While I wasn’t giving much back in our journey toward friendship, he never once gave up on me. And to tell the truth, I began to look forward to his calls. There was something about the mellow baritone of his voice, the calm way he worded his thoughts, the unerring sense of goodness he exuded, that seemed to ease my own pain. My own loneliness.

On a night when the memory of Spence’s lifeless body lying in the filth on that bathroom floor got to be too much and I had drunk too many beers trying to push those thoughts away, I broke the pattern and instigated a phone call myself. It was late at night. Well after midnight. Chris picked up on the second ring.

“Speak,” he said, obviously expecting the call to be business. After all, murderers don’t work on the clock. They aren’t restricted to an eight to five grind.

I closed my eyes as the mellow timbre of his voice worked its way through me like a drug. As always, it was accompanied by a considerable amount of guilt.

“It’s me,” I said, already unhappy I had made the call. “Are you asleep?”

If Chris was surprised to hear me on the other end of the line, it didn’t register in his voice. “No, Tyler. I’m not asleep. You okay?”

“I didn’t wake you?”

“No. And even if you did, it wouldn’t matter.”

An awkward silence began to drift in, pulling us apart. It was Chris who reached out to bring us back together. To reconnect. “It’s good to hear your voice,” he said. “I was just thinking about you.”

“That’s a lie.”

In a calm, certain voice, he said, “Actually, no, it isn’t.”

Softly, I said, “Why? Why were you thinking about me?”

He coughed up a self-deprecating little chuckle. “Well, that’s the $64,000 question, isn’t it.”

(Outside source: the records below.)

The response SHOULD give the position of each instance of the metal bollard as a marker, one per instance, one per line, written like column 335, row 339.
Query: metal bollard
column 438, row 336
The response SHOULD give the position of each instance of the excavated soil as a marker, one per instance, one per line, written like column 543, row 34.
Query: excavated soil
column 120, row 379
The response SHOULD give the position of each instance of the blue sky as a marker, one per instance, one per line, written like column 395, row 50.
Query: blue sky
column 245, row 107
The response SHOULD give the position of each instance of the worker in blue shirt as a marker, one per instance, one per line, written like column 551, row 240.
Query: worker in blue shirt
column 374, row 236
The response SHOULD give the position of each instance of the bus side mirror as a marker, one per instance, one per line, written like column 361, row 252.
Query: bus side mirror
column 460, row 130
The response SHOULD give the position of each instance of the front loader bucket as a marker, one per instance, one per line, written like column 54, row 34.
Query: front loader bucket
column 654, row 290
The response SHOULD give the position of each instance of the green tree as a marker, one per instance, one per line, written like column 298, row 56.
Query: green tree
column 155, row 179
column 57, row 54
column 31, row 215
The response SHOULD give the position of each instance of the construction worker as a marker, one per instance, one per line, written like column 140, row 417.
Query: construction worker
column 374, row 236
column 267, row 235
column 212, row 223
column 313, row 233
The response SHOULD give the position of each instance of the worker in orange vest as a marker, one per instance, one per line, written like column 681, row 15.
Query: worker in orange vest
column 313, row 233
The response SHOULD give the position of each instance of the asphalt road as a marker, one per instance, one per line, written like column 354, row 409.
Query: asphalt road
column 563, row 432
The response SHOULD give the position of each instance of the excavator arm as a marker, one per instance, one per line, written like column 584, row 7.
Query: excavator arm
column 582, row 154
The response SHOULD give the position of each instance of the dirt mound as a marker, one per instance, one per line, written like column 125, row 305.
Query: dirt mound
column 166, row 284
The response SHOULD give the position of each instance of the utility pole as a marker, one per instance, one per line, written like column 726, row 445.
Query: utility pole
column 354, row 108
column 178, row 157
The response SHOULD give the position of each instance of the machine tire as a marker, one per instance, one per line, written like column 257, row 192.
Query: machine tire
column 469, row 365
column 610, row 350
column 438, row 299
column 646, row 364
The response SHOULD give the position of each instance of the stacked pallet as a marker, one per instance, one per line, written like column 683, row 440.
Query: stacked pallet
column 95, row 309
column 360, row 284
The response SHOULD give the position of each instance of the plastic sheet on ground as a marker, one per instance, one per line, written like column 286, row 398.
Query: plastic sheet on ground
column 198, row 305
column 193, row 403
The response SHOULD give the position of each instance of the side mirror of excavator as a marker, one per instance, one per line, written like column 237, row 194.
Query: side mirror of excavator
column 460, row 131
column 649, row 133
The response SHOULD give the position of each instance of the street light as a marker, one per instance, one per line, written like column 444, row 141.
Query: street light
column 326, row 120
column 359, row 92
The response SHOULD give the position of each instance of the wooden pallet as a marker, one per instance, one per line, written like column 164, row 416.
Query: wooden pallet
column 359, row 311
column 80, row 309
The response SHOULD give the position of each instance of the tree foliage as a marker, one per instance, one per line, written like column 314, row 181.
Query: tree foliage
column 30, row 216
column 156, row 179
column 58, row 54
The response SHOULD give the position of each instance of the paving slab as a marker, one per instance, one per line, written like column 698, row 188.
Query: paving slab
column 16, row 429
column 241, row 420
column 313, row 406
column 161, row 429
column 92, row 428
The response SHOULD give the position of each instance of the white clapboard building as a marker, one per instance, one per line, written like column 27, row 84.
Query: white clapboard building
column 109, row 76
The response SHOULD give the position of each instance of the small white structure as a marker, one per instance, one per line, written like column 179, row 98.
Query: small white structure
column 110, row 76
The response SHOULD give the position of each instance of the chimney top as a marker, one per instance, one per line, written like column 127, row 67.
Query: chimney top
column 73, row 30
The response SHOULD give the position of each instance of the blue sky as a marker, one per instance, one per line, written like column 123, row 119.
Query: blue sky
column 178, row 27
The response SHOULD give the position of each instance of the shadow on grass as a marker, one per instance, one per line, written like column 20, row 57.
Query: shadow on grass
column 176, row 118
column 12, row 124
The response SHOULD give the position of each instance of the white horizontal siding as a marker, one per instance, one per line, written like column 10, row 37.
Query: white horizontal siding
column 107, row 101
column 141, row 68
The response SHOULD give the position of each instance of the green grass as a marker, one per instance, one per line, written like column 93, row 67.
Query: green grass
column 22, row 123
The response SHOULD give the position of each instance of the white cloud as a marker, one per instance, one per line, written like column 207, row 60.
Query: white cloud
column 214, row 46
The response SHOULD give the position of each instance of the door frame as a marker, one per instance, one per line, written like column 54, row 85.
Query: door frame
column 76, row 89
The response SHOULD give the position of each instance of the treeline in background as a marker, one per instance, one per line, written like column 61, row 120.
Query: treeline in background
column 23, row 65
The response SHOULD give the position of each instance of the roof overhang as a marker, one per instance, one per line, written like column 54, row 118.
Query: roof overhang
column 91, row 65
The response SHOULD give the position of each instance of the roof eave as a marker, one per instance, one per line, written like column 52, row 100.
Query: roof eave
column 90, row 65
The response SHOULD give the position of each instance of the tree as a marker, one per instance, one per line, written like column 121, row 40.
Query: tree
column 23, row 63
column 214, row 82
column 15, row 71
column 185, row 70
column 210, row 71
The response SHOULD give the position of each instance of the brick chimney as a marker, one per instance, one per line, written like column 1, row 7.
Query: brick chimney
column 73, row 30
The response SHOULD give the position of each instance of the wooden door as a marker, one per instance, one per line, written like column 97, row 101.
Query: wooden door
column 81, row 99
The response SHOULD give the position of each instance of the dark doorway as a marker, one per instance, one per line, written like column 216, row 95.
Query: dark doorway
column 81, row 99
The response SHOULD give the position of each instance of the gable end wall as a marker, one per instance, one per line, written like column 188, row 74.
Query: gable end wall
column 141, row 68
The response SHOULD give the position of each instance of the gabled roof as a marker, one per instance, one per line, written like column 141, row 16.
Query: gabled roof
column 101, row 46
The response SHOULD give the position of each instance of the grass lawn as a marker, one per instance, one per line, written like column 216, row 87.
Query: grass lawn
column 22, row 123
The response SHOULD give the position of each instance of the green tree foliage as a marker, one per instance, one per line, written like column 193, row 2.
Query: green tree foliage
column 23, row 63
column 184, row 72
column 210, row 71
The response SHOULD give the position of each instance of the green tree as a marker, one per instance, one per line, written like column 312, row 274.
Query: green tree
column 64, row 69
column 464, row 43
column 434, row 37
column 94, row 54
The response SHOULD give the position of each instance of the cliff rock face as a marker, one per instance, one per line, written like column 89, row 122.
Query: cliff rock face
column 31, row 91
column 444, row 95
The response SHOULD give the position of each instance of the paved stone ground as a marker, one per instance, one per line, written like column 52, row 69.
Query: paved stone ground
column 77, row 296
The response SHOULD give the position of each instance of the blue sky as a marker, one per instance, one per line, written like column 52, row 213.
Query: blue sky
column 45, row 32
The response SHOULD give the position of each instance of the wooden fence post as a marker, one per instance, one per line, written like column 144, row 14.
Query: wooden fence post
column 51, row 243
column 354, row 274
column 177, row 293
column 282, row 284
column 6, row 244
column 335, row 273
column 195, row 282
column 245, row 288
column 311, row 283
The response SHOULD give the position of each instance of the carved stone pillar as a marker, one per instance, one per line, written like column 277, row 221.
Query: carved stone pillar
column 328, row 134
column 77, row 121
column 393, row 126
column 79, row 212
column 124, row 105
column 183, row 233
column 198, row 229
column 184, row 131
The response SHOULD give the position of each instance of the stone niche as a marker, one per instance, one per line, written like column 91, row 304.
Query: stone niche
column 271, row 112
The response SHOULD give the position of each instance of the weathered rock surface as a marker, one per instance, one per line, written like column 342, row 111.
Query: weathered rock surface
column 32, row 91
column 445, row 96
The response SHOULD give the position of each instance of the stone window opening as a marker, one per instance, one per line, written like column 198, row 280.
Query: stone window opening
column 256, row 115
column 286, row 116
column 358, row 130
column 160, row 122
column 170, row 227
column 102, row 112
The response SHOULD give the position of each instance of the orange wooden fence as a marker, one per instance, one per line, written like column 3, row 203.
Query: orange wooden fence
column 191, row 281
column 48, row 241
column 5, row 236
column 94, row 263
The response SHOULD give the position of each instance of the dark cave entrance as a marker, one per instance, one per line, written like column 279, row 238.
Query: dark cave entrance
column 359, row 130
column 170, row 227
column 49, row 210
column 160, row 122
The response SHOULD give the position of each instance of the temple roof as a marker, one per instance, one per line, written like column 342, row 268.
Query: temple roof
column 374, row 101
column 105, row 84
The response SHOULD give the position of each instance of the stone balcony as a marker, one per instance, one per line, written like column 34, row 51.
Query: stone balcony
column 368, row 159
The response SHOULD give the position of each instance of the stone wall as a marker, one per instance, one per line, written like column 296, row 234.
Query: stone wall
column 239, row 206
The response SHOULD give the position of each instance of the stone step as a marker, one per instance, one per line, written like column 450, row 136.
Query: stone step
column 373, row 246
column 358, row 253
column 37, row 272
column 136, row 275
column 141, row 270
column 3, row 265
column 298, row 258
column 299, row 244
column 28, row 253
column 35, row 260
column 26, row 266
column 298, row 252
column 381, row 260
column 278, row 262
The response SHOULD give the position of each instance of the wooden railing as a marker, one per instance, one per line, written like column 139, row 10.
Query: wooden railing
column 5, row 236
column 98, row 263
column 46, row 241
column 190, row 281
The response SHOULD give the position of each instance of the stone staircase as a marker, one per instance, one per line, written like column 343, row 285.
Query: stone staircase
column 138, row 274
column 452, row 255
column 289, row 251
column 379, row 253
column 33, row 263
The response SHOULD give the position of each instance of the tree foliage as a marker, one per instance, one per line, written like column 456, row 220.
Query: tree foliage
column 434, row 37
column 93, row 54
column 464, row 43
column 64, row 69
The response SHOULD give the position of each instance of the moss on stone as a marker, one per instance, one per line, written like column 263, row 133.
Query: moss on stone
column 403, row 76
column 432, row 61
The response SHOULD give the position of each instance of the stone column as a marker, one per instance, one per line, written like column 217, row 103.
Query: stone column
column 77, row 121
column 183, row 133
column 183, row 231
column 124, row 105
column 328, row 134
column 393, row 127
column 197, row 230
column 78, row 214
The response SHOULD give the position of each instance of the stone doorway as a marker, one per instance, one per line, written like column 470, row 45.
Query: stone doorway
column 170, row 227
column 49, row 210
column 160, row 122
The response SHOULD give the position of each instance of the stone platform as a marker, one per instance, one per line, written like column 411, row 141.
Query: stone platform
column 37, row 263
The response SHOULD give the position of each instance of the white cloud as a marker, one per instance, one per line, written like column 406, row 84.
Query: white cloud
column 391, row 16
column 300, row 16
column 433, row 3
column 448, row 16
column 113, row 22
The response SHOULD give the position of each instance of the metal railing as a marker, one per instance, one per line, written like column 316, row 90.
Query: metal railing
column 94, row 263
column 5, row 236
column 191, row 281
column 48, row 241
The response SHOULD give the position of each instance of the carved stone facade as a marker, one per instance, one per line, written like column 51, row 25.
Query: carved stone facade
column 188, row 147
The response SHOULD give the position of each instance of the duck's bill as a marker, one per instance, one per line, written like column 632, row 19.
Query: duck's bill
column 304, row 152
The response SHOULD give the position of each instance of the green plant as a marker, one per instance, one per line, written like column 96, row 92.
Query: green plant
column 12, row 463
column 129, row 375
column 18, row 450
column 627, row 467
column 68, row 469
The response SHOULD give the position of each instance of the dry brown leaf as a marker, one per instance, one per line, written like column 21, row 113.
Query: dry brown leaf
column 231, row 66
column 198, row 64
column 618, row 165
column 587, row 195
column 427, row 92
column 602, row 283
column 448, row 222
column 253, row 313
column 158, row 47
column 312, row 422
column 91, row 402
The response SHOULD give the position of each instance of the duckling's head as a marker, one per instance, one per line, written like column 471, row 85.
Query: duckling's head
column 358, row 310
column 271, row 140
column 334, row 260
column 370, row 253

I said nothing because I could think of nothing to say. I tried to think back to why I had phoned to begin with. Was it really just to hear his voice? Could it be that simple? And that complicated?


Why
?” he asked. “Is that what you asked me, Tyler? Why was I thinking about you?”

“Y-yes,” I stammered.

His voice softened. I could sense him settling in with the phone to his ear. I heard the squeak of bedsprings. He was in bed.

“Tyler, I think you know why I was thinking about you. But there’s a more important question I’d like answered here.”

“What’s that?” I asked. I took another sip of beer. I would be hungover tomorrow, but I didn’t care. “What’s this big important question you want answered?”
Why was I being such a dick?

The silence from the other end of the line lasted too long. “Well?” I prodded, with a little more civility.

He cleared his throat. “I just wondered if you were thinking about
me
.”

I swallowed. The melancholy in his voice disturbed me. I closed my eyes again and remembered the feel of his hand on mine. The feel of his fingers stroking the back of my neck as we sat perched atop the fence at Doggie Park. I remembered the long line of his legs in those faded jeans he wore that night at the bar. The dark hair on his forearms. The buzz cut hair. The clean smell and look of him. His gentle manner. The assured way he did things.

“I guess I was,” I said softly. “Is that bad?”

“No, Tyler, it—”

“Does that make me a bad person, Chris? What do you think? Do you think I should be thinking about the detective in charge of finding my husband’s killer in that way? Do you?”

His words came out even softer than mine. “What way are we talking about, Tyler? What thoughts are you having?”